Play based learning: why is play so important for children?
It is now widely accepted that play is fantastic for children's overall development. When it comes to concentration and learning physical skills, play is a great motivator for babies and children.
Even very young children will work hard to achieve something if they are enjoying their play - you only have to look at a baby under a baby gym to see this.
From ages two or three, we can also see that play helps children to socialise with each other. They may dress up together or play simple games.
Playing together also helps children to practise their language skills and skills of negotiation, and is good for developing their creativity and self-expression. These latter skills are sometimes undervalued, but they are important for children's well-being and their ability to problem-solve.
How should I encourage my children to play?
Playing with their parents helps children to get attention and to feel special. This, in turn, can help with their behaviour.
There are perhaps just two golden rules when it comes to playing with your children. The first is, follow their interests. This might mean pretending to drink cups of tea with a two year old or helping a four year old to make a den in the garden. The second is to let children take the lead in play. Where you feel your child needs a hand, offer your help rather than dive in.
In addition to these golden rules, it is worth knowing that how much and how you play with your child may change as they get older.
Children under three years old
Most children under three enjoy playing with an adult and may find it hard to play with other children. Playing with an adult helps the baby and young children to learn about taking turns and reading other's expressions. With babies and toddlers, try games such as peep-bo and rolling a ball.

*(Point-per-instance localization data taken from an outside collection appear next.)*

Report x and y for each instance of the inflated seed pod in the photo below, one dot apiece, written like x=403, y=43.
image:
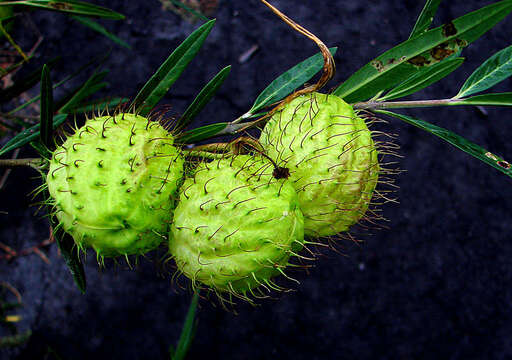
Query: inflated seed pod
x=332, y=160
x=113, y=184
x=236, y=226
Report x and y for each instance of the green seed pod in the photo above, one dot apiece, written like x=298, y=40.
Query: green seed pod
x=332, y=160
x=113, y=184
x=236, y=226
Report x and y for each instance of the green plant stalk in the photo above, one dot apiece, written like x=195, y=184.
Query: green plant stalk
x=35, y=163
x=376, y=105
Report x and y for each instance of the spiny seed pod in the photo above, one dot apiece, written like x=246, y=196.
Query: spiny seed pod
x=332, y=160
x=113, y=184
x=236, y=226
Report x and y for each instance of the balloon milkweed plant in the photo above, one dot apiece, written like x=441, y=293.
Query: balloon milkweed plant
x=303, y=168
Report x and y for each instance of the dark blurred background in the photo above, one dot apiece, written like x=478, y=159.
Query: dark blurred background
x=435, y=285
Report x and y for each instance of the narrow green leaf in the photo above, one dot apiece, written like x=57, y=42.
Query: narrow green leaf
x=494, y=70
x=409, y=57
x=69, y=251
x=203, y=98
x=289, y=81
x=30, y=134
x=26, y=83
x=187, y=333
x=92, y=85
x=101, y=29
x=160, y=83
x=496, y=99
x=70, y=6
x=457, y=141
x=46, y=115
x=100, y=105
x=64, y=80
x=201, y=133
x=425, y=18
x=424, y=78
x=190, y=10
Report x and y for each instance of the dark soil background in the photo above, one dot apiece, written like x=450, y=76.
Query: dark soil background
x=435, y=285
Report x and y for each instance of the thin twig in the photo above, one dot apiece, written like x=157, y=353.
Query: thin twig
x=376, y=105
x=32, y=162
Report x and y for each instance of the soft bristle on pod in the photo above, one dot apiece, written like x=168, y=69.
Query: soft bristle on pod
x=333, y=161
x=113, y=183
x=236, y=227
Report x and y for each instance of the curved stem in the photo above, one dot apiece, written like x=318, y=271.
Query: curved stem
x=376, y=105
x=32, y=162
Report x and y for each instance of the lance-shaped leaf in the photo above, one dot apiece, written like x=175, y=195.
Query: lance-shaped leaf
x=203, y=98
x=424, y=78
x=188, y=331
x=458, y=141
x=425, y=18
x=202, y=133
x=70, y=6
x=160, y=83
x=30, y=134
x=26, y=83
x=68, y=249
x=288, y=82
x=46, y=109
x=409, y=57
x=101, y=29
x=494, y=70
x=91, y=86
x=66, y=79
x=100, y=105
x=496, y=99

Children from three to five years old
As children develop more language, they will start to play with other children, which is obviously good for their social skills. It is worth being on hand, though, to support them when there are squabbles. Children in this age group will also enjoy the time and attention of an adult.
Look out for simple games such as snap and skittles, as well as construction activities or making a cake with them.
As well as playing with adults and other children, it can be good for children to play alone because it helps them to be imaginative and self-reliant.
If you see your child is happily playing alone, step back and then talk to them afterwards about what they were doing.